10 破局
回廊を歩いていく。
民が集まっている。一体、なにをするつもりかはわからないが、少なくとも不平不満を言うつもではないだろう、とナイアス候ラファルは考えていた。
領民は、自分のことを好いてくれている。領民と領主の間に深い信頼関係が生まれるのは、実のところ、アルヴェイアでは希有なことだ。領主によっては領民などただの財産、奴隷のようなものとしてしか見なさないもののほうが多いし、領民にしたところで領主など税をふっかけては遊んで暮らしたり、貴重な男手を戦争のために勝手に駆り出す圧制者に過ぎない。
そうした話は、ラファルもよく知っているし、知人の貴族たちが自慢げに領民を虐待する話をしたときには眉をひそめたものだ。
民とは領主の財産などでは、決してない。
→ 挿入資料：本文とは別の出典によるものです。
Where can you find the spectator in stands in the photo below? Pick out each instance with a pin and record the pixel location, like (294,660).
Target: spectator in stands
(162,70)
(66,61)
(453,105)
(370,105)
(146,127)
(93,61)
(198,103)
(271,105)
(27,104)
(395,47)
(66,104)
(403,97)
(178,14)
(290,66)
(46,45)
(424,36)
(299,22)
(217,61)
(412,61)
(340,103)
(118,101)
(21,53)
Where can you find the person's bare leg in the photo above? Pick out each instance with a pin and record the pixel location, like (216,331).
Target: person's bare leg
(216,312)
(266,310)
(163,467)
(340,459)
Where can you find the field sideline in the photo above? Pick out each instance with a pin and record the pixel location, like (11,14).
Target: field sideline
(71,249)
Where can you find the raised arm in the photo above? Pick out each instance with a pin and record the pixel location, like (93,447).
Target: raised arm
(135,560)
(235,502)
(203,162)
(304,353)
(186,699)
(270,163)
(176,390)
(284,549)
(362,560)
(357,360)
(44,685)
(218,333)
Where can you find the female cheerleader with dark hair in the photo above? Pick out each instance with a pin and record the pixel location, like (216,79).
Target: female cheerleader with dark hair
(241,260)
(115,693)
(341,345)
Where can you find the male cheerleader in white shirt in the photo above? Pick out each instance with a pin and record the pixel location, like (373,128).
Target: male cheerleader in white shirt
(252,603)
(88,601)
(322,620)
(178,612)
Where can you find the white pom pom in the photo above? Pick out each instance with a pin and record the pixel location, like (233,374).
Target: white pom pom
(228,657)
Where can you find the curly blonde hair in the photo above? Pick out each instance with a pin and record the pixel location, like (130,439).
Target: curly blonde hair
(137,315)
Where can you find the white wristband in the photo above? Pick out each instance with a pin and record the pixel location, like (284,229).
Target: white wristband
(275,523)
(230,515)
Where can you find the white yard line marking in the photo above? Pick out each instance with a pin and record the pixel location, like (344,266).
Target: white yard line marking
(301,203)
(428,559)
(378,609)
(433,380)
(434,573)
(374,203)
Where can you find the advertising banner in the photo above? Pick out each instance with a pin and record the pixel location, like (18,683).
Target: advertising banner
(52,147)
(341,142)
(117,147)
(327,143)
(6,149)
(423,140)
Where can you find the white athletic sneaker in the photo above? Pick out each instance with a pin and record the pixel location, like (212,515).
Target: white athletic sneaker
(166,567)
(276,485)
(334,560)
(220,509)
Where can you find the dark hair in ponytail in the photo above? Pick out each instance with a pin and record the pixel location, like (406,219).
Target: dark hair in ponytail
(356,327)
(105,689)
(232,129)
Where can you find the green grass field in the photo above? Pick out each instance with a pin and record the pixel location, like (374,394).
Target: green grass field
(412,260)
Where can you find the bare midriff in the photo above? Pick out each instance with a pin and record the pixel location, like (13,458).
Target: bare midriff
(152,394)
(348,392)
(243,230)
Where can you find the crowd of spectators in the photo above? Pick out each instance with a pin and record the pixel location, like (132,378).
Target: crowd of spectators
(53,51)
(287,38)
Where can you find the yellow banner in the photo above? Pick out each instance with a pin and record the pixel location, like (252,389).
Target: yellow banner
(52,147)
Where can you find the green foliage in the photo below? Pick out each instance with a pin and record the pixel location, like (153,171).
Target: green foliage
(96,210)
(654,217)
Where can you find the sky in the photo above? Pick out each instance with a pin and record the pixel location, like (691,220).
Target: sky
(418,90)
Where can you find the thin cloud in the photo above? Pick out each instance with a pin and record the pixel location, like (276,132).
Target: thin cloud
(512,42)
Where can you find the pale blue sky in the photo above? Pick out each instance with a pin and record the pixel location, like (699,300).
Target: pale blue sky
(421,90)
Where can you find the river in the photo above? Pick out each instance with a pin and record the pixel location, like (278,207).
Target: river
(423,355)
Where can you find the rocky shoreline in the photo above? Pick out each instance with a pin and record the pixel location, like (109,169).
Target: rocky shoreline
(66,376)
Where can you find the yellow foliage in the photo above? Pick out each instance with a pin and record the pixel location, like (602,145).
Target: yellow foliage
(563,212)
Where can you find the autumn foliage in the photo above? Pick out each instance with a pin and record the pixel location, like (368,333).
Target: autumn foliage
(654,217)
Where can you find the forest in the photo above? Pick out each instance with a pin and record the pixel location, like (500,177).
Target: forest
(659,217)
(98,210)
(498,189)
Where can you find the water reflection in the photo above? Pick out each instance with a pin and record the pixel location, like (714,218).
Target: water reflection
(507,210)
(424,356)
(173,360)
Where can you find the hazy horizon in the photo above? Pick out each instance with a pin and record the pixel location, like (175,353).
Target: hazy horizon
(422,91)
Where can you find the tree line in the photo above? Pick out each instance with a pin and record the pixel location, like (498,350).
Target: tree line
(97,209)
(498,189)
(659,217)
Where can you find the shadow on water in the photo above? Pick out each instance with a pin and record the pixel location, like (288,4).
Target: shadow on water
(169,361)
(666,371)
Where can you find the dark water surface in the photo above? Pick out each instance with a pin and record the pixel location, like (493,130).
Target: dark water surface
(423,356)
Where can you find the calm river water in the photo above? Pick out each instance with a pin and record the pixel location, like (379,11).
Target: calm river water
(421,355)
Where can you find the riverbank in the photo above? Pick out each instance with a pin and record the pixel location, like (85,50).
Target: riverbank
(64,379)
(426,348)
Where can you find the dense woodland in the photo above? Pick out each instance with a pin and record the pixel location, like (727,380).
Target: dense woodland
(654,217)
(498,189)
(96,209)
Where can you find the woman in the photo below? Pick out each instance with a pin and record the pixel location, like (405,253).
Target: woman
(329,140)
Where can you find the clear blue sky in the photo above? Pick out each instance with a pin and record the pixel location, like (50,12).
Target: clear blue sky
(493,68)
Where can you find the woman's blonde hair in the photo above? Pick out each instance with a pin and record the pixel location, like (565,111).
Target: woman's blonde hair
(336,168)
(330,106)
それはむしろ、家族のようなものだとラファルは考えている。
ラファルは、あまり家族運に恵まれているとは言い難い。
父は厳格で、母といえば元王女の「あの通りの」人物だ。妻帯したが妻には先立たれ、息子がそれなりに武威と徳望を備えた人物に育ってくれたのがせめてもの幸いというところだ。
だから、ラファルにとって民とは、感覚として自分の一部のようなものである。
民が苦しめば、ラファルも苦しむ。なぜなら彼らはラファルの体の一部であり、たとえば民が苦痛をうければその苦痛はラファルにも感じられるものなのだ。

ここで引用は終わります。